In this sense, the movie is reminiscent of last year’s Manchester by the Sea. Though the films feature wildly different subject matter, there is that same sense of the real embedded in both films, this unshakable unease of things hitting too close to home. What I am questioning is the worth of this real in art, particularly film. What draws us (myself included) to these works that are doing their best to mime and play act the real world without much other kinds of artfulness or fantasy or fiction slipping through? And are they worthwhile?
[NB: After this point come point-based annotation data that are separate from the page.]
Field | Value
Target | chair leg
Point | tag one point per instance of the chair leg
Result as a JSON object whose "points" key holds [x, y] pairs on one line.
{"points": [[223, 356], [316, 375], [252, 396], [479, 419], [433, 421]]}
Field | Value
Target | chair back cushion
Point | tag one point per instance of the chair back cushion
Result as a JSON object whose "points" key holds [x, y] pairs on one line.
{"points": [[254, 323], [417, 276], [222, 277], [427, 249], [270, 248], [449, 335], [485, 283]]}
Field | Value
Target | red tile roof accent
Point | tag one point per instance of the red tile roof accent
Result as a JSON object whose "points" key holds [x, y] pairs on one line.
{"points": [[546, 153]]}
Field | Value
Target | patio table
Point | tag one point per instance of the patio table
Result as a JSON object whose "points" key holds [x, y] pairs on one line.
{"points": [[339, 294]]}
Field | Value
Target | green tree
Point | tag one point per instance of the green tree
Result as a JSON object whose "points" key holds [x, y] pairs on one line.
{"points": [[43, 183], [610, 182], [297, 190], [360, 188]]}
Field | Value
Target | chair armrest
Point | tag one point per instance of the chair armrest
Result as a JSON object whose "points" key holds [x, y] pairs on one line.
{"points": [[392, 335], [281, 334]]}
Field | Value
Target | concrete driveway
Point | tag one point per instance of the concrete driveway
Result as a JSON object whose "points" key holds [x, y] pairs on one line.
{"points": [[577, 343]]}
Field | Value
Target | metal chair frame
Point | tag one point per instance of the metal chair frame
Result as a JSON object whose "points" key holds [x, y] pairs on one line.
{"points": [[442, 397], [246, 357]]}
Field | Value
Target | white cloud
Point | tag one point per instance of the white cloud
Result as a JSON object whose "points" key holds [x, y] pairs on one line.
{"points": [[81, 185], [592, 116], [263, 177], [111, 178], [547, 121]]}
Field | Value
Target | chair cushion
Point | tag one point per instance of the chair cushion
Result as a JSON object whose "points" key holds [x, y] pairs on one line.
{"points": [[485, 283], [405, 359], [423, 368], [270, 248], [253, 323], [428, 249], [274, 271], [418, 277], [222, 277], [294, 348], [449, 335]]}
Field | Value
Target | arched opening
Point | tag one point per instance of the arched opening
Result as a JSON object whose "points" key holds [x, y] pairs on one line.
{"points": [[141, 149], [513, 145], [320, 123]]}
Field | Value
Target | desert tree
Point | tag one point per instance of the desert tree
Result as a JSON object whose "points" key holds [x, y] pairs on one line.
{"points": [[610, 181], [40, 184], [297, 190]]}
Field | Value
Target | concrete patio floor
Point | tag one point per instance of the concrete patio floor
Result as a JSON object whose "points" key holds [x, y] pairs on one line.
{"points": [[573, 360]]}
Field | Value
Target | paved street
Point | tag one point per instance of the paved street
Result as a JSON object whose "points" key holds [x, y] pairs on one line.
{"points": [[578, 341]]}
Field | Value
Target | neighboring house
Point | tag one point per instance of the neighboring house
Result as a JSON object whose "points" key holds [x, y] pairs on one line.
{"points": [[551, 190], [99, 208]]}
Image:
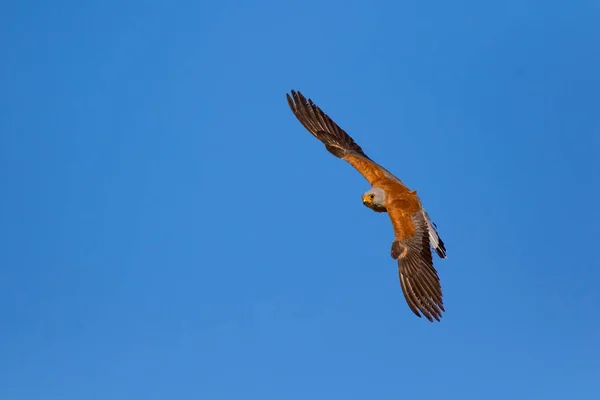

I’m a big believer in art-with-a-purpose. Film should entertain us, yes, but it should also be saying something (at least good film should). So when I watch a hyper-realistic film like Lady Bird, I have to wonder what it is attempting to state, because the downfall of hyper-realism is that since life doesn’t come with pithys or messages or subtext, in order to stay true to what is real you must avoid a message, you must strip your film of such extra things, you must only represent and not show us possibilities beyond the real. There is something worthwhile in representation, in showing us precisely what it is like to live another life, but there is also something lacking when there is only representation. These movies are, in some senses, like hyper-realistic pencil drawings: they are impressive on a technical level, they show the real world through an alternative medium, but they lack the spark that makes art, the imaginative element that moves us from what is to what could be.
Still, I highly recommend Lady Bird. Like I said, it is impressive and this review is, in part, playing Devil’s advocate and exploring what we lose when films become too real–it ignores entirely (and intentionally) what we might gain.
Student tickets are $8 at the Michigan Theater and the movie will continue to play for several weeks.